La mine décolorée, Lunera observait Solèna comme s'il elle l'avait giflée.
— La vie humaine ne devait pas avoir une grande valeur à vos yeux... Avez-vous seulement penser à vos sujets ? Ce bon peuple respire d'aise depuis votre venue et à cause de votre orgueil, il retombera sous le joug de la terreur !
— Vous êtes affreuse d'utiliser mes secrets pour-
— Vos secrets ? s'esclaffa la ministre. Vos secrets ? Qu'elle est bonne celle-là !
Les dents serrés, elle s'avança vers la reine. Celle-ci était livide et tremblait imperceptiblement.
— Sachez que seule votre identité est inconnue, cracha-t-elle.
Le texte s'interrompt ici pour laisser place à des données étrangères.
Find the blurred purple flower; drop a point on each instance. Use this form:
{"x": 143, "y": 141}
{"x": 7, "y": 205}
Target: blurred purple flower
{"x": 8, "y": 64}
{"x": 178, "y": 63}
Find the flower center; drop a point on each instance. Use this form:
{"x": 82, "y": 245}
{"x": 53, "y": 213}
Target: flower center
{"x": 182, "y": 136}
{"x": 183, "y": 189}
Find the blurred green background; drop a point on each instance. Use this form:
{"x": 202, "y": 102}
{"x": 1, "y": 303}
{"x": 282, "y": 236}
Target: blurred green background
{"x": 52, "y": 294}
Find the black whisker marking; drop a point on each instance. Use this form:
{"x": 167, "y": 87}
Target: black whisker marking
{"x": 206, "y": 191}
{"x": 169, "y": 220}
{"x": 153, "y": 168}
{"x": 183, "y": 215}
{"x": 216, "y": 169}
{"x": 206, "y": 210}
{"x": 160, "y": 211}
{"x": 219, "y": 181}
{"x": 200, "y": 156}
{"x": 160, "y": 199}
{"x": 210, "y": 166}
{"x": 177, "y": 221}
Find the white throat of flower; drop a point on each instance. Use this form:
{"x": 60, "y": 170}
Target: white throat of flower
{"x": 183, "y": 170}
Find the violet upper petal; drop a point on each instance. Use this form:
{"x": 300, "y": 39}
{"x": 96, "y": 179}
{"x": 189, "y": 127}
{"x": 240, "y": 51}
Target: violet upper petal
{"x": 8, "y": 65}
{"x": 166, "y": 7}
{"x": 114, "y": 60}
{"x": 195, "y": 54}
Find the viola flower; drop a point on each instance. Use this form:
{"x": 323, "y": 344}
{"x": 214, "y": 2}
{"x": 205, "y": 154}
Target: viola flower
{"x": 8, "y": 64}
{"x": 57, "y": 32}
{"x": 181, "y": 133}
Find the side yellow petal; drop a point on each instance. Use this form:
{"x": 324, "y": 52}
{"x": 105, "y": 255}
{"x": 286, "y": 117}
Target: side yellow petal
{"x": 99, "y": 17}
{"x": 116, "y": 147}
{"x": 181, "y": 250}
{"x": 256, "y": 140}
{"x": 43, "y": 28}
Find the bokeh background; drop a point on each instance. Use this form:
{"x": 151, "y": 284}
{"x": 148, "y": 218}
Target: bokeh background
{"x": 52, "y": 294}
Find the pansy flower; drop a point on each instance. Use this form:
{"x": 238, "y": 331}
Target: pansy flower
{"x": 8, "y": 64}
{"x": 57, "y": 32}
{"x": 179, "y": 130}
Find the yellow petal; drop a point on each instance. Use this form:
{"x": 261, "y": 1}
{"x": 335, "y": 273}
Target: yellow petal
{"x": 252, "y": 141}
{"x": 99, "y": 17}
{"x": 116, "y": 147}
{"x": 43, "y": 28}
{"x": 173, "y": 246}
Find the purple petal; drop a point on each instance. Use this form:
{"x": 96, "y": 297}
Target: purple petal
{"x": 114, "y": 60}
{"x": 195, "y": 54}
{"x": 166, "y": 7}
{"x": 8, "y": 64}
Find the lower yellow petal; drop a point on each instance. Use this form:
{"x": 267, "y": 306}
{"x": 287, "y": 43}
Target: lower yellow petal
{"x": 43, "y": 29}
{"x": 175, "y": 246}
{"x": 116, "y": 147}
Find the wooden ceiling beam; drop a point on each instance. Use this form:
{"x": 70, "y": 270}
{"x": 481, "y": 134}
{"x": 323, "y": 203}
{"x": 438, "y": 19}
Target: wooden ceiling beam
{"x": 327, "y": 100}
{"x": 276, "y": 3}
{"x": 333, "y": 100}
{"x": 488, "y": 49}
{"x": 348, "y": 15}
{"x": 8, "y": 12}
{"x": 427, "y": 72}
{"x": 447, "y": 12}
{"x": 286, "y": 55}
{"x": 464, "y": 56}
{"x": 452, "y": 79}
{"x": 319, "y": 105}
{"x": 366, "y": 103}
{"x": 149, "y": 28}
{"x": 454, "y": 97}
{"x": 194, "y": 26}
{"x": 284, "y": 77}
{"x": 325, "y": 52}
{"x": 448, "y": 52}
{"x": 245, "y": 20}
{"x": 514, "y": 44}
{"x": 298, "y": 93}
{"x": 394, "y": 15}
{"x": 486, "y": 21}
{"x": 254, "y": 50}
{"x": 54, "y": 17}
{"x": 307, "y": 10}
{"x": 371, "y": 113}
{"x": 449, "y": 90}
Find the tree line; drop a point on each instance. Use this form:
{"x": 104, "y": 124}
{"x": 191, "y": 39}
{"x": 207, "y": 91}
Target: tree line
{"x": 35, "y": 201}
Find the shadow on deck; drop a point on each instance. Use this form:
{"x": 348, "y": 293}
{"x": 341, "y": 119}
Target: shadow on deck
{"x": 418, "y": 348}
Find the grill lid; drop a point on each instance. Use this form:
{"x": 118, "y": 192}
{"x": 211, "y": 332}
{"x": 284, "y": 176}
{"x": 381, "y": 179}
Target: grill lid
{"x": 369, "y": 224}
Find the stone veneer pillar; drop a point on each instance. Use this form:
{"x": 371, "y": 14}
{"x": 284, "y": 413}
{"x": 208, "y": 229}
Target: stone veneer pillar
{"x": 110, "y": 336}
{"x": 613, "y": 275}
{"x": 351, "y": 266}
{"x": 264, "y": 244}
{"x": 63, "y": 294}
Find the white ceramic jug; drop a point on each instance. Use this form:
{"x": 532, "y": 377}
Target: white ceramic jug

Pour autant, vos crimes, eux, sont connus de tout Terhera. Aussi détestables soient l'Adrastée et Sultakara, jamais je ne cautionnerais une telle barbarie.
Lunera cligna des yeux, terriblement vexée.
— Sortez... murmura-t-elle d'une voix blanche. SORTEZ !
Les lèvres serrées comme la bourse d'un avare, Solèna recula de quelques pas avant de faire volte-face et de sortir de la salle par de grandes enjambées, sans un regard en arrière. Sentant une douleur terrible dans sa poitrine, Lunera posa une main sur son coeur et agrippa le tissu de corsage. Elle tomba à genoux, meurtrie par les dures paroles de son amie. Elle ne pleura pas, mais les paroles de celle-ci se répétaient en boucle dans sa tête.
Soudain, un petit « pop ! » retentit et une enveloppe se matérialisa dans un petit nuage de fumée avant de tomber aux pieds de la reine. Croyant à une lettre de Solèna, la reine se rua sur le courrier et décacheta le sceau. Elle en sortit une feuille de parchemin parfumée. Déçue, elle ne reconnut pas l'écriture de sa ministre. Elle parcourut rapidement les mots qui y figuraient.
— Tayitoma et Dediaja souhaitent passer dans une heure... Que me veulent-elles ?
Soupirant, Lunera se releva tant bien que mal. Elle n'avait aucune envie de recevoir les deux matriarches alors qu'elle était au plus mal.